Red Hook, she says, “is crazy hard and crazy scary, with a double hairpin turn and riders from a variety of skill levels.” Johnson says she met women who’d never been on a track bike before doing the race, and “within the first seconds of the start, there were so many crashes. I just watched my competition take each other out. I just wanted to stay upright and hang.”
“We were closing in on the last lap when someone went down in front of me going into the second-to-last turn. I got around them easy enough only to see a much bigger, much worse pile directly in my path. I shifted my weight just enough to get around but still hit a downed person. My pedal caused them to scream and me to unclip. I clipped back in and pushed as much as I could. I thought I’d lost the peloton, had no idea where I was in the field, just wanted to finish for me.”
“When I finished, my friends came running up to me, screaming about all my near misses. I had no idea how bad everything was or how I’d placed. I was just proud of how I’d performed.” She ended up 14th overall out of 60 people, a finish that still shocks her.
“People think I’m crazy for doing these races,” she says, “but this first Red Hook was, seriously, one of the best moments of my life.”
“Depending on the race,” Johnson says, “I am usually pretty stoked but also pretty high strung.” After a few years of highly competitive races, she’s lately enjoyed participating in races that are less high-pressure, more fun. “I love our racing community so much,” she says. “When I get to race with some of the top athletes, it can be extremely intimidating, but luckily, everyone is so amazingly encouraging that it keeps you coming back.”
Currently, Johnson’s a full-time mechanic at Penn Cycle, a locally owned Minneapolis bike shop. “Let’s be honest,” she says, “being a non-cis male in a bike shop is not the easiest. It’s hard enough to get into the industry, let alone be taken seriously. Some people argue that sexism is dead — yes, I have heard this — but I can assure you, because I am a woman, I’ve had a handful of customers deny my service and question my opinion or ask my male co-workers for their opinion. I don’t take shit from these people, contrary to ‘the customer is always right’ status quo.”
“I really do love what I do. I feel like a bike doctor and love the problem solving. I love getting people rolling again. I love teaching others to be self-reliant. But the biggest thing that gets me super stoked is when my presence or insight inspires another WTF to pick up a wrench. I’m all about WTF world domination.”

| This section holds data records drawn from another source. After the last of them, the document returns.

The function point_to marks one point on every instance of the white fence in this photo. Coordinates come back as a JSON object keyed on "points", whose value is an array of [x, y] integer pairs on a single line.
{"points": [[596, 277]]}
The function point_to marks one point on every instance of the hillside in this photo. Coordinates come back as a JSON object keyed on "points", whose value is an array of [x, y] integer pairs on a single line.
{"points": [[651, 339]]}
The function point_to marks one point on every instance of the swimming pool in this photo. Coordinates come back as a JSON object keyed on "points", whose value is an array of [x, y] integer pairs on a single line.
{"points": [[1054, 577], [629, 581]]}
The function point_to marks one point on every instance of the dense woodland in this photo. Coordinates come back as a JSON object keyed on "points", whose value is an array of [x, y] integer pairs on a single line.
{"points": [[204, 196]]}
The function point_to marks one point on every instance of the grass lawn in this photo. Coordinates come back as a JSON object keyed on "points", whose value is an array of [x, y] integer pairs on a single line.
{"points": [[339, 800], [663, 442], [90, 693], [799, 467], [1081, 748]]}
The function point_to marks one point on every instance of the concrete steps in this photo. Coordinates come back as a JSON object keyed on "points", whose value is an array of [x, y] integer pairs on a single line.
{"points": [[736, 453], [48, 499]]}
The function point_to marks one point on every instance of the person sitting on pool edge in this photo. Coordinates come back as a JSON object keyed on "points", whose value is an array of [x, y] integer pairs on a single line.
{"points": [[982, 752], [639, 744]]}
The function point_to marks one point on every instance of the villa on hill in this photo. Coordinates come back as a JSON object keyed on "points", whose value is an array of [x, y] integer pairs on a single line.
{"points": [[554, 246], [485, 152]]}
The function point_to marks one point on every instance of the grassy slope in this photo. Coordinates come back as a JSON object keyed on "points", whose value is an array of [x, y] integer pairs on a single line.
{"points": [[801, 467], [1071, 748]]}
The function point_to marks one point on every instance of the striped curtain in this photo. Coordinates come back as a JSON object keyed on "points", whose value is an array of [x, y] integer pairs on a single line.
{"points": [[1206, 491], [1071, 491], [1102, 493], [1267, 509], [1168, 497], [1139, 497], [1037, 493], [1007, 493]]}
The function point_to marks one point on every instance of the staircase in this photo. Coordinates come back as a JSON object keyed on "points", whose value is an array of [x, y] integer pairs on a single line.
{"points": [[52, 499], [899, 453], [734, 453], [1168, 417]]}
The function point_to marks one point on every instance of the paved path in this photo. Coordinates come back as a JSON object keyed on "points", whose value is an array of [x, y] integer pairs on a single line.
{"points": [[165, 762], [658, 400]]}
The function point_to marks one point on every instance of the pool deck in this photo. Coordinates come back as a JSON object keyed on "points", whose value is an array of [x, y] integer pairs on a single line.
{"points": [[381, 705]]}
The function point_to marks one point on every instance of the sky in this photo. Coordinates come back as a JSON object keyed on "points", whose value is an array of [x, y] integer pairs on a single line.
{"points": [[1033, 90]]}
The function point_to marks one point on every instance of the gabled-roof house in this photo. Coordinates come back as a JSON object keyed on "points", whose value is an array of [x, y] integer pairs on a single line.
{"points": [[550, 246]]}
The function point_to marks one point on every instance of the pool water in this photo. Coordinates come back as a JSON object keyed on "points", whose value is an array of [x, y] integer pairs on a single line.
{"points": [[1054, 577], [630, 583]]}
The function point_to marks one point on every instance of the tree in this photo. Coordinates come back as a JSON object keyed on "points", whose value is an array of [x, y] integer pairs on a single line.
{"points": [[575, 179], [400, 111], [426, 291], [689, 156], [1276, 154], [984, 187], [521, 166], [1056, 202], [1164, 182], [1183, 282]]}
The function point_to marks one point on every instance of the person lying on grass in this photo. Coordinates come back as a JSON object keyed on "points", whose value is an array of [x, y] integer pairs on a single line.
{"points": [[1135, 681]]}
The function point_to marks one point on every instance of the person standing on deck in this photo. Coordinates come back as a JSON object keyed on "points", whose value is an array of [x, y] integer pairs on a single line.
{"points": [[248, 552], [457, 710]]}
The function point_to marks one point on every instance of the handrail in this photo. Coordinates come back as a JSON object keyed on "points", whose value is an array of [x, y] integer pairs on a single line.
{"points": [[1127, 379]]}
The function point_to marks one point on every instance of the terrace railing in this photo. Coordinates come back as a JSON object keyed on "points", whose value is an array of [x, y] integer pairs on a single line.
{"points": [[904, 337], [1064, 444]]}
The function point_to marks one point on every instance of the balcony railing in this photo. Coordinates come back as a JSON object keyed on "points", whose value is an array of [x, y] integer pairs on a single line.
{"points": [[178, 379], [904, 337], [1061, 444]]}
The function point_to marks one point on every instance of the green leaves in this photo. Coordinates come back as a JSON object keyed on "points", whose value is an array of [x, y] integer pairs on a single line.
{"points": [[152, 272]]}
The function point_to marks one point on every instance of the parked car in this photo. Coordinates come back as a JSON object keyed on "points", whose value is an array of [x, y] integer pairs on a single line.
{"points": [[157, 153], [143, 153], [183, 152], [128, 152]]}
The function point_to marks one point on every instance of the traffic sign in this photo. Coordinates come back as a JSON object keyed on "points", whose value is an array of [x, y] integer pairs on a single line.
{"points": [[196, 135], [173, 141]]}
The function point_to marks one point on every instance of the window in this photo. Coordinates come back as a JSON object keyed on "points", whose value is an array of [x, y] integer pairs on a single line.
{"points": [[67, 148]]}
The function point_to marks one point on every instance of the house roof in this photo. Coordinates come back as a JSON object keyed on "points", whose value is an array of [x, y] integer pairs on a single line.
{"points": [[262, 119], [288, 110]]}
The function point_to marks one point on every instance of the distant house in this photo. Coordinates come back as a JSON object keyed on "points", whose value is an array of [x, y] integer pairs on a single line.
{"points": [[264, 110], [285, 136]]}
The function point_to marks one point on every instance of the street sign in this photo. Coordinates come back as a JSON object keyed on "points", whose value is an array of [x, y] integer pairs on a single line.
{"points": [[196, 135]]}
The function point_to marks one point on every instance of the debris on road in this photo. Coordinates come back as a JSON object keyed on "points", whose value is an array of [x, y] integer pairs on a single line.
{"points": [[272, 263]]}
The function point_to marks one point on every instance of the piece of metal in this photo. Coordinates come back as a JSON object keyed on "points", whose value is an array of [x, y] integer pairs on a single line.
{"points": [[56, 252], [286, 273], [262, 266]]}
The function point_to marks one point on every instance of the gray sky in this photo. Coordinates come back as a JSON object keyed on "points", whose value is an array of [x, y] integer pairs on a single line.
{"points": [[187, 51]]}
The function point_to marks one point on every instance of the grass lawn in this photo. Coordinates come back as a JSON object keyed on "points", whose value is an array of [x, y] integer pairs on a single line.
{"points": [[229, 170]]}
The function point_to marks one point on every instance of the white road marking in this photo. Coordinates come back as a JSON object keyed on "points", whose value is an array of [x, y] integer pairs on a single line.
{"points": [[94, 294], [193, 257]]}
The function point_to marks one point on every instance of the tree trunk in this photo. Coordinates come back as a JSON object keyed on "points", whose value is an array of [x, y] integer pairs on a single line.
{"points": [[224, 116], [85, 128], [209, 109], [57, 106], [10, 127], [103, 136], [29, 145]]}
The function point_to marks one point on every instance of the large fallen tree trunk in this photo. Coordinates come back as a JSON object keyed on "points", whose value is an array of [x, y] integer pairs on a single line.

Next up, Tiana’s heading a new Minnesota fat bike team, Cake Team Racing. In the summer, she volunteers with Little Bellas, an organization whose volunteers teach girls aged 7–14 to become more confident mountain bikers. And this year, she hopes to bring her love for track crits to Minneapolis by working with a local race coordinator.
“I’m excited to chill out a bit this season and do more domestic traveling,” she says. “Honestly, I wanna do more mountain biking, switch things up a bit.”